Raúl Coronado
University of California, Berkeley
Raúl Coronado is an Associate Professor of Ethnic Studies at the University of California at Berkeley where he teaches literary and intellectual history and the philosophy of history. He is the author of A World Not to Come: A History of Latino Writing and Print Culture (Harvard 2013), which received seven prizes including the MLA’s Best First Book Prize and the American Studies Association’s John Hope Franklin Prize for Best Book in American Studies. From 2014-16, he served as the inaugural president of the Latina/o Studies Association.
“Transformations: The Climates of History”

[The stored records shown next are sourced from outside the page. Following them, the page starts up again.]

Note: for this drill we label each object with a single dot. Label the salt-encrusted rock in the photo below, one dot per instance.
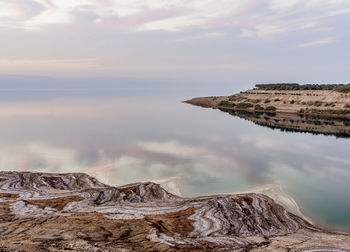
(53, 212)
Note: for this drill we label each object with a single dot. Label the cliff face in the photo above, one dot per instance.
(54, 212)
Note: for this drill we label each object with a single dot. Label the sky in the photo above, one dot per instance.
(305, 41)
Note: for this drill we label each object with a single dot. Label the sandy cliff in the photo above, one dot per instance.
(308, 102)
(55, 212)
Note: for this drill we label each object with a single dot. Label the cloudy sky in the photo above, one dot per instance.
(241, 40)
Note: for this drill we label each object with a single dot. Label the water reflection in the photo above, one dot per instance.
(123, 139)
(316, 125)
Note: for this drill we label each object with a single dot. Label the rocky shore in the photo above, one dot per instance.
(331, 103)
(55, 212)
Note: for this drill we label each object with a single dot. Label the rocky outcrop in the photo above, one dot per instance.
(304, 102)
(55, 212)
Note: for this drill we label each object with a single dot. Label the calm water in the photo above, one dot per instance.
(129, 135)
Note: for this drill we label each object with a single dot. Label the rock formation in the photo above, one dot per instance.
(55, 212)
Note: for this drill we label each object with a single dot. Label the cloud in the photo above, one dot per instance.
(320, 42)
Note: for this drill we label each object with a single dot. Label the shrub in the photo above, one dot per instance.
(317, 103)
(271, 108)
(244, 105)
(227, 104)
(258, 107)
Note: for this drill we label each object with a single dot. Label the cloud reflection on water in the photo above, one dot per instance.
(126, 140)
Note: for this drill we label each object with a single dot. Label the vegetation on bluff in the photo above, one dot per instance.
(296, 86)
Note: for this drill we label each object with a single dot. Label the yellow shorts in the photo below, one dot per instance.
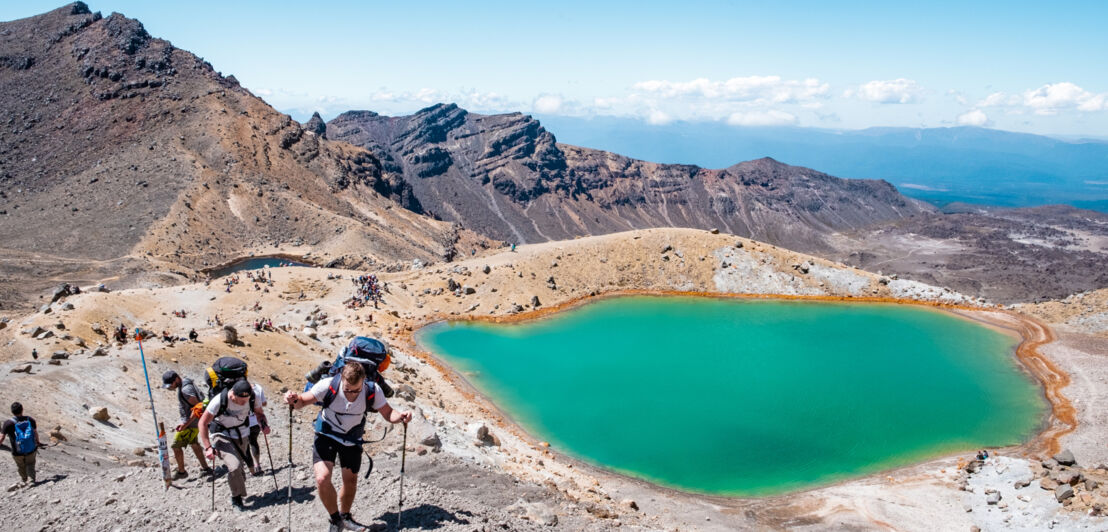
(185, 438)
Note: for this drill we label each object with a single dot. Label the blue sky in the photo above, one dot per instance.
(1033, 67)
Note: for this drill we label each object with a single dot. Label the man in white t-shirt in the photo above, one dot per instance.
(339, 428)
(225, 431)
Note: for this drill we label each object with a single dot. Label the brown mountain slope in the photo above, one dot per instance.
(119, 151)
(506, 176)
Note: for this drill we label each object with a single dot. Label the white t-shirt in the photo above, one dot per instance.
(342, 415)
(259, 400)
(234, 417)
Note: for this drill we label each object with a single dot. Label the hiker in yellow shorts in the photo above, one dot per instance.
(187, 431)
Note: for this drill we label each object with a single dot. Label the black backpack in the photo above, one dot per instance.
(224, 374)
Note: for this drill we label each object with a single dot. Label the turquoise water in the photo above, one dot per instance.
(257, 263)
(749, 397)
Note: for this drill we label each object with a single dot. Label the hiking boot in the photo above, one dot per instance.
(349, 523)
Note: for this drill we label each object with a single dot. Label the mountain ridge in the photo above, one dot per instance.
(506, 176)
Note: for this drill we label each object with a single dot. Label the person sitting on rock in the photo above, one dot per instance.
(224, 429)
(186, 430)
(347, 399)
(23, 435)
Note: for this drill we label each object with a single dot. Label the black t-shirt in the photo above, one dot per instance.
(9, 431)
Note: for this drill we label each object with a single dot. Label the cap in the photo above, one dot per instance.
(242, 388)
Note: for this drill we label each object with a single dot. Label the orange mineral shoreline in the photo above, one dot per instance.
(1033, 333)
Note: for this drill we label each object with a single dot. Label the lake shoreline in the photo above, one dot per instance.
(1057, 422)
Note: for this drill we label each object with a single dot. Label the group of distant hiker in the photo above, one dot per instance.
(367, 288)
(226, 422)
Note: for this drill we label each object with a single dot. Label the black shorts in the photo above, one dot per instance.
(326, 449)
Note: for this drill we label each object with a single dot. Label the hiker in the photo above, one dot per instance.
(259, 399)
(346, 399)
(24, 441)
(188, 396)
(224, 430)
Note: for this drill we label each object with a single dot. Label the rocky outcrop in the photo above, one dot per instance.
(116, 144)
(508, 177)
(317, 125)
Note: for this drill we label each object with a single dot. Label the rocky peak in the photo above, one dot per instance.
(317, 125)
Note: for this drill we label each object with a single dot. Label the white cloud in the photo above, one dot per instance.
(547, 103)
(762, 118)
(1052, 98)
(975, 116)
(658, 118)
(758, 89)
(889, 91)
(1048, 99)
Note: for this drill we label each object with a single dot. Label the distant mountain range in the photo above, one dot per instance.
(505, 176)
(940, 165)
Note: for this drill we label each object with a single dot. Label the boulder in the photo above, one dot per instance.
(406, 392)
(1066, 477)
(486, 438)
(1063, 492)
(1065, 458)
(539, 513)
(57, 433)
(229, 335)
(432, 441)
(100, 413)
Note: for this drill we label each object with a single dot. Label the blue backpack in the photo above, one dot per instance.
(373, 356)
(24, 437)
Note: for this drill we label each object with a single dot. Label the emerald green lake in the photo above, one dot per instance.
(749, 397)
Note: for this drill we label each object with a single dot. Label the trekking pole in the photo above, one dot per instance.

What is at stake in arguing that cultures change over time? What tools do we use to account for such change, and why? Most historicist literary scholarship attends to the distinctiveness of a period, but only some scholars take the phenomenon of change itself as their central question. They might track important shifts in the history of genre, literary form, aesthetics, authorship, or readership; examine changing ideologies, discourses, or hegemonic structures; trace genealogies of the emergence of modern cultural categories (race, sexuality, gender, the individual, the nation, and so on); or undermine the category of “literature” by emphasizing its historical contingency. All of these activities account for the ever-shifting historical “climates” such scholars believe shape culture. An alternative view has gained traction amid recent critiques of historical contextualization, periodization, and empirical historicism. This view has implicitly questioned “change over time” as a reliable theory for cultural criticism – as one perhaps tied to “homogeneous, empty time,” and therefore susceptible to teleological or developmental logic. Previous conversations at C19 have addressed this debate, and the place of historicism in our field – especially the dominance of ideology critique as the major strand within a certain kind of historicism that rose to prominence in the 1990s. Seeking to continue and extend that conversation, the contributors to this panel all offer reflections on their own engagement with historical narrative, specifically – a heuristic literary scholars seemed to have borrowed from historians, but which, of course, historians originally borrowed from literature. They consider this by offering case studies from current projects that reflect an interest in, and a reimagining of, historical thinking as practiced today.
“History as Presence”
Raúl Coronado, UC- Berkeley
Why does history matter? If, as Hayden White taught us so long ago, historical narrative is but a very finite selection of objects we call facts organized into a coherent narrative using the same rhetorical devices as fiction, then why does history matter? Reading through recent diatribes on the historicizing impulse, this paper makes the case for why history matters. It does so by arguing that humanistic historical projects should focus on the Heideggerian-Derridean concept of presence. To make this abstract argument more concrete, the paper will focus on how we should narrate early 19th century Latina/o literary and intellectual history.